D’autre part, le discours ayant gagné en précision, les perspectives politiques peuvent gagner en efficacité. On ne lutte pas de la même manière contre les biais racistes, contre la ségrégation urbaine ou encore contre les violences. Il convient d’ajouter que ces formes élémentaires sont toujours entremêlées à la dynamique des classes, tant et si bien qu’il est rare qu’on puisse parler de l’un sans l’autre. Parler de « ségrégation urbaine », c’est parler de racisme en même temps que de classe sociale.

 

De même, la discrimination n’est pas toujours réductible au racisme (ce qui n’empêche pas qu’elle empoisonne l’existence).

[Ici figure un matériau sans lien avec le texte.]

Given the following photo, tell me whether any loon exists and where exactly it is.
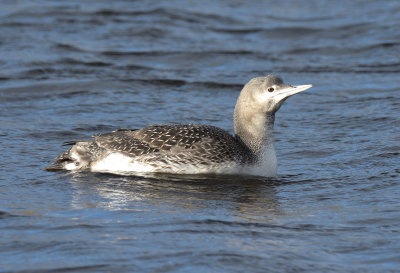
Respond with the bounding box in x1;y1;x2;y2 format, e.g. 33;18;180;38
46;75;312;177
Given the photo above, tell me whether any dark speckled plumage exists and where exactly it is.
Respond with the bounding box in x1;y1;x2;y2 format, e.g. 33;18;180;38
47;75;311;176
95;124;251;162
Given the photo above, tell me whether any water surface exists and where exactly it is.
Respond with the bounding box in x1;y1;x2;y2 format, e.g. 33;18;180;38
0;0;400;272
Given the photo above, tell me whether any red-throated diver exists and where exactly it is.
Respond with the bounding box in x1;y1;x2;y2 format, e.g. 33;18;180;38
47;75;312;177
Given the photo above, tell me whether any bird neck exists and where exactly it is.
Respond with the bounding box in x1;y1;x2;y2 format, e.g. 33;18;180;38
234;109;275;157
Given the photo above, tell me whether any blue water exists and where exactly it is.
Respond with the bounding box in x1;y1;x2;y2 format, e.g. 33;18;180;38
0;0;400;272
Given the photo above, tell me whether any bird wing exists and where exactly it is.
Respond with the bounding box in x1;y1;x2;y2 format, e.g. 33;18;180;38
95;124;245;162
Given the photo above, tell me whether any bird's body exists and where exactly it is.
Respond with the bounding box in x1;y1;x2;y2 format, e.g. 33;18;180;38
47;76;311;177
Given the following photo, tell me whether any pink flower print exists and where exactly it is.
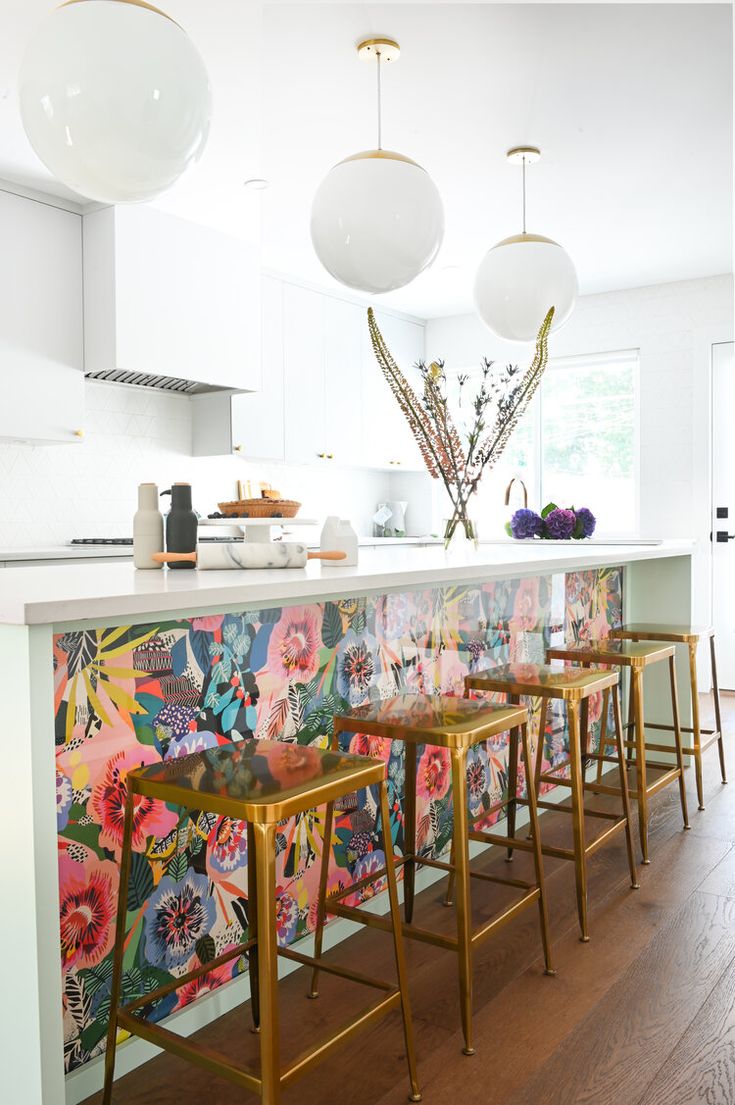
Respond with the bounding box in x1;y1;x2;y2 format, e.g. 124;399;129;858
267;607;322;683
59;854;118;970
416;745;451;802
508;576;539;633
90;745;177;852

Le sociologue afro-américain Julius Wilson notait à Chicago : « 74 % des employeurs blancs que nous avons interrogés avaient une opinion négative des travailleurs du centre-ville (ghetto). 80 % des employeurs noirs l’avaient également. » Ainsi les jeunes du ghetto sont visés par une discrimination complexe, où se mêlent racisme et stéréotypes sur un lieu qui cumule quantité de difficultés sociales affectant la stabilité des individus.

 

Enfin, le rappel de cette dimension de classe, outre sa nécessité théorique si l’on veut penser le réel avec précision, est décisif d’un point de vue politique. Il pointe ce commun que les classes populaires partagent déjà et qui peut être une base de mobilisation.

 

« L’Antiracisme trahi », de Florian Gulli, PUF, 2022, 224 pages, 18 euros.
« Antiracisme. 150 ans de combats. 40 grands textes », éditions de l’Humanité, 2022, 360 pages, 20 euros.